The diocese was largely built around Eastern European, Italian and other ethnic groups who came to the region in the 19th and 20th centuries. They settled around factories and rivers. Many of those ethnic churches were closed back in the 1990s as Catholics resettled in suburban communities clustered around interstate highways.

There has been a recent return to the city of Pittsburgh by young people attracted by the prospect of affordable urban living, but relatively few of them connect to the church.
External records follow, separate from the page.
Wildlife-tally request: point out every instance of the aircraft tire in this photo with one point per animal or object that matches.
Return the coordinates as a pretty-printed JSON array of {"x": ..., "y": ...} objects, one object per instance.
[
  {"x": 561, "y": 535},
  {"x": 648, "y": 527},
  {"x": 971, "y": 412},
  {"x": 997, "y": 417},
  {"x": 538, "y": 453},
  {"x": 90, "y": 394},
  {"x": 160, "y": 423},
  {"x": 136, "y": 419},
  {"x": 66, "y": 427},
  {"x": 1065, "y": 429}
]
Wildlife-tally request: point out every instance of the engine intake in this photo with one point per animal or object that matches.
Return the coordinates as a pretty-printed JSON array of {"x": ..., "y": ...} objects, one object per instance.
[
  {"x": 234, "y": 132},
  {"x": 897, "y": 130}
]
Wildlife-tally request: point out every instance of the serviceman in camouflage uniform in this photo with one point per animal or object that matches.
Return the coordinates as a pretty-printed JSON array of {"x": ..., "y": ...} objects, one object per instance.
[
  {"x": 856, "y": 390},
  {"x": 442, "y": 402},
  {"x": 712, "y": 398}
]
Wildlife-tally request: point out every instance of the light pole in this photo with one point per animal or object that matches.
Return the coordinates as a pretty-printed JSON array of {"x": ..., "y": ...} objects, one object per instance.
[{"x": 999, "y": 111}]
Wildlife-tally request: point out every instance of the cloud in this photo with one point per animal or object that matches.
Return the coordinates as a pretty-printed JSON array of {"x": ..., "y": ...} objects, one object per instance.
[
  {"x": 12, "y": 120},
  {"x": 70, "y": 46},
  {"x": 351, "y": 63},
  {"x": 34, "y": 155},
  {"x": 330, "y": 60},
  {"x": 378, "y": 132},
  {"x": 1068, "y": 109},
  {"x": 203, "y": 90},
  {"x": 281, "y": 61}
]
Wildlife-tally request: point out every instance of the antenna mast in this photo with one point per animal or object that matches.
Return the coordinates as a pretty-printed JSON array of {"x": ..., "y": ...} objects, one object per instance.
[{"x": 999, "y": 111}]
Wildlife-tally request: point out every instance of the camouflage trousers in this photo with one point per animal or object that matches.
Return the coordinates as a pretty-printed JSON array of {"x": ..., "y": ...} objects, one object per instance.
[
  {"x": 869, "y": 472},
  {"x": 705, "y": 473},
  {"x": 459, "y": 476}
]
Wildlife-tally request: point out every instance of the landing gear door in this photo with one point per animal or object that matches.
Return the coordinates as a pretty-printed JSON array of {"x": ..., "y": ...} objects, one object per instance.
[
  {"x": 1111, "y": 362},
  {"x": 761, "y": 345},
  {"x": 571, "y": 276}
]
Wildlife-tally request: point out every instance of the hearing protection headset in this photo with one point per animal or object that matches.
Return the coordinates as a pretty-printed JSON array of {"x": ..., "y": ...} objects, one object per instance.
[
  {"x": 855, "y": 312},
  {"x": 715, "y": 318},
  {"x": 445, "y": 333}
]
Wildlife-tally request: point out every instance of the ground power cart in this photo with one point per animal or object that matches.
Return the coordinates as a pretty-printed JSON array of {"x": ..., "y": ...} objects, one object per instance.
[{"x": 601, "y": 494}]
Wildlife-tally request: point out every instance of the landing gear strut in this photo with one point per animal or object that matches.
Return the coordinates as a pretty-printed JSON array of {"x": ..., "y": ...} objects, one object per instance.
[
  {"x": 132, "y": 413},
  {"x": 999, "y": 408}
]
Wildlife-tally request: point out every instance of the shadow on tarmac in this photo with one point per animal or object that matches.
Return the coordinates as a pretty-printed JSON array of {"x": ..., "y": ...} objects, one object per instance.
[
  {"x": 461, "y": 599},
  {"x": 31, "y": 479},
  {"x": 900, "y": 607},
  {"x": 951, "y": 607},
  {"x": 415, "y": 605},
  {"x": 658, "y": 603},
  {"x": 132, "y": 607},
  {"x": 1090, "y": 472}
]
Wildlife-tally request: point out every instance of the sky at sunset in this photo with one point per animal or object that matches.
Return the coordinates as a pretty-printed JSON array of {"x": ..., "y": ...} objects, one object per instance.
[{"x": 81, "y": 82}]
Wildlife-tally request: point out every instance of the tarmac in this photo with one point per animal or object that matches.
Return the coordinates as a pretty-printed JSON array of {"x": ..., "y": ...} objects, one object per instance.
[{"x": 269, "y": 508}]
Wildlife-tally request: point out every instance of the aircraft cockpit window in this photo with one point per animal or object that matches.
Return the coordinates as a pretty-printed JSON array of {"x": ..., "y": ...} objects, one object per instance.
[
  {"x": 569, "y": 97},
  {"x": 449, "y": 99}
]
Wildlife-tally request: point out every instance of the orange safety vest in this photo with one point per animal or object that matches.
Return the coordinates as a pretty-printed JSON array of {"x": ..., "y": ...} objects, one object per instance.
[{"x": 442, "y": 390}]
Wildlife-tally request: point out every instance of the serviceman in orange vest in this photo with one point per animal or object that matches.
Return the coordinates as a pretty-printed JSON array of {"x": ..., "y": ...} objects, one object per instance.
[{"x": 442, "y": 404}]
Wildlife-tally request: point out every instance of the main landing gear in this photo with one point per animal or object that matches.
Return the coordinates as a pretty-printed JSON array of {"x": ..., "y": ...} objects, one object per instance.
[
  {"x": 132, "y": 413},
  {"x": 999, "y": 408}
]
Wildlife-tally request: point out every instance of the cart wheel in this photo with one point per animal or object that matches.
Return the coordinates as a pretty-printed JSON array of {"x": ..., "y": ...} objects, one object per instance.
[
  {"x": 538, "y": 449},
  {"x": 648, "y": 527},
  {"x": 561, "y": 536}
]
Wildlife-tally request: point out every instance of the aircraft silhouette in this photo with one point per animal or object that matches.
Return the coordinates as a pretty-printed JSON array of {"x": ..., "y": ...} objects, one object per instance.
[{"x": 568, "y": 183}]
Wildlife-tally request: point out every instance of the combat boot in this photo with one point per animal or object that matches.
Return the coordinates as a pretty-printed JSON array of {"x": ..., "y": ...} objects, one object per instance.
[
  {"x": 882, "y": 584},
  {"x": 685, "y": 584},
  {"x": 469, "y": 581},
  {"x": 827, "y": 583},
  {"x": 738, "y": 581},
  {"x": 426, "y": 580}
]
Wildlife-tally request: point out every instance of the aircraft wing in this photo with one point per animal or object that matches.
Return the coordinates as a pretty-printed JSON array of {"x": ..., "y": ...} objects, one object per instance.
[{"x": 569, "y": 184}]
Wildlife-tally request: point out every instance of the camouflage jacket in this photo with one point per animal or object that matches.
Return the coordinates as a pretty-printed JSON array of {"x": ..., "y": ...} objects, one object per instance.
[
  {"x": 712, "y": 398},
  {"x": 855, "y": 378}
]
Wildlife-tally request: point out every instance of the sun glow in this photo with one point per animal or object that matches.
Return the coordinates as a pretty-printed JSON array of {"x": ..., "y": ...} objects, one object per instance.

The changes outlined by the commission will come in stages via decisions made through a listening process begun in 2015, during which 27,000 Catholics offered input at meetings. Already, 10 parishes have expressed a need to merge, and they will go first, with the full impact of the plan throughout the diocese implemented by 2023.

Bishop David Zubik of Pittsburgh (CNS/Bob Roller)

Bishop David Zubik of Pittsburgh (CNS/Bob Roller)

Holy Apostles Parish was recently formed out of four south-of-downtown Pittsburgh city parishes. The parishes now have a single pastor and share fundraisers and other projects.

"They are getting to know one another. They can do more outreach and have more people," said DeWitt about that merger.

DeWitt expects there to be resistance to the massive closing of churches. "These are sacred places. This is where people grew up in the faith," he said.

In the listening sessions, there emerged different views held by older and younger parishioners. Younger Catholics generally expressed a need for vibrant liturgies, and expressed a willingness to cross current parish boundaries to find lively music and preaching. Older parishioners were more likely to express a need to keep connections with the churches where they were raised.

The diocese currently has three parishes administered by deacons, with another parish that was administered by a religious sister. In those parishes, priests come in for sacramental duties. That model is expected to continue with the decline in the number of diocesan priests, said DeWitt. The diocese has been averaging about four priest ordinations each year.

Zubik is not bound by the commission's findings and may well revise some of its recommendations, said DeWitt. But the bishop is expected to use the commission's findings as a baseline for his final decisions.

[Peter Feuerherd is a correspondent for NCR's Field Hospital series on parish life and is a professor of journalism at St. John's University, New York.]